Pela nova proposta, 50% das vagas em universidades federais estarão reservadas a estudantes que tenham cursado o ensino médio inteiro na rede pública. De autoria da deputada federal Nice Lobão (PSD-MA), o projeto de lei diz que 25% serão destinados a alunos com renda familiar igual ou inferior a 1,5 salário mínimo por pessoa. Já os autodeclarados negros, pardos e indígenas terão cotas de acordo com a proporção destes grupos étnicos em cada Estado, conforme o Censo do IBGE, independentemente da renda per capita. “No caso de não preenchimento das vagas por este critério, aquelas remanescentes deverão ser completadas por estudantes que tenham cursado integralmente o ensino médio em escolas públicas”, afirma o texto final do projeto de lei.

A medida exige que, a cada ano, 12,5% das vagas sejam oferecidas aos cotistas, a partir da publicação da lei sancionada no Diário Oficial da União.

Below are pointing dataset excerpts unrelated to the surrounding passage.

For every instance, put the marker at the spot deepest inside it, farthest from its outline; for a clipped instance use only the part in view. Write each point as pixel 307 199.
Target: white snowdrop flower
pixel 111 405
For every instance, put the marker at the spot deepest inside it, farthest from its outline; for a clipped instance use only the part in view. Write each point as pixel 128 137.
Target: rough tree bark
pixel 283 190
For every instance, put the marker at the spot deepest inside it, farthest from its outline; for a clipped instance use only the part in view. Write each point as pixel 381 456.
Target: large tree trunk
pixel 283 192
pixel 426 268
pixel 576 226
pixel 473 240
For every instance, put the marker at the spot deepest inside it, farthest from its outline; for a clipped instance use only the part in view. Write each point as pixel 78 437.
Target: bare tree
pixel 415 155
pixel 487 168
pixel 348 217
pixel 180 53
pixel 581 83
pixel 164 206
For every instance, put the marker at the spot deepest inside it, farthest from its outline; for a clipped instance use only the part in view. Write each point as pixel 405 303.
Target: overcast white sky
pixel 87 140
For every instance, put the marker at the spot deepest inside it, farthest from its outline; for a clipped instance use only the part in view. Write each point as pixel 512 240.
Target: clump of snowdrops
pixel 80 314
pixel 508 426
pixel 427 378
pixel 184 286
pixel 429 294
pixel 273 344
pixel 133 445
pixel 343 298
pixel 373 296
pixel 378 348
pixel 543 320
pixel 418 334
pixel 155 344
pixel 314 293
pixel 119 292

O prazo estabelecido para o cumprimento integral da nova norma é de quatro anos, mas deve ser esticado por Dilma a pedido do Ministério da Educação (MEC). A proposta, de 2008, ganhou fôlego após o Supremo Tribunal Federal (STF) declarar, em abril deste ano, a constitucionalidade desse tipo de ação afirmativa.

No Brasil inteiro, 59 universidades e 40 institutos federais terão de se adequar ao novo sistema. A cota social não existia em 27 destas universidades, enquanto só 25 delas possuem reserva baseada em critérios raciais. A Universidade Federal Rural de Pernambuco (UFRPE) adota modelo semelhante ao da UFPE, mas o bônus de 10% só vale para alunos do interior que prestem vestibular para os campus de Garanhuns, no Agreste, e Serra Talhada, no Sertão. Segundo a assessoria de imprensa da UFRPE, mesmo sem o sistema de cotas, dos 15 mil alunos da universidade 50,25% são provenientes de escolas públicas. Na UFPE, das 6.492 vagas abertas no último vestibular, 34% foram ocupadas por alunos da rede pública.

Já a Universidade Federal do Vale do São Francisco (Univasf) dedica, desde 2010, 50% das vagas de todos os cursos de graduação para egressos da rede pública – sem incluir, ainda, o critério racial – e utiliza o Sistema de Seleção Unificada (Sisu), programa informatizado gerenciado pelo MEC no qual as instituições de ensino ofertam vagas a candidatos ante as notas do Exame Nacional de Ensino Médio (Enem). Em cinco entradas, ingressaram 1.680 cotistas – 325 só este ano.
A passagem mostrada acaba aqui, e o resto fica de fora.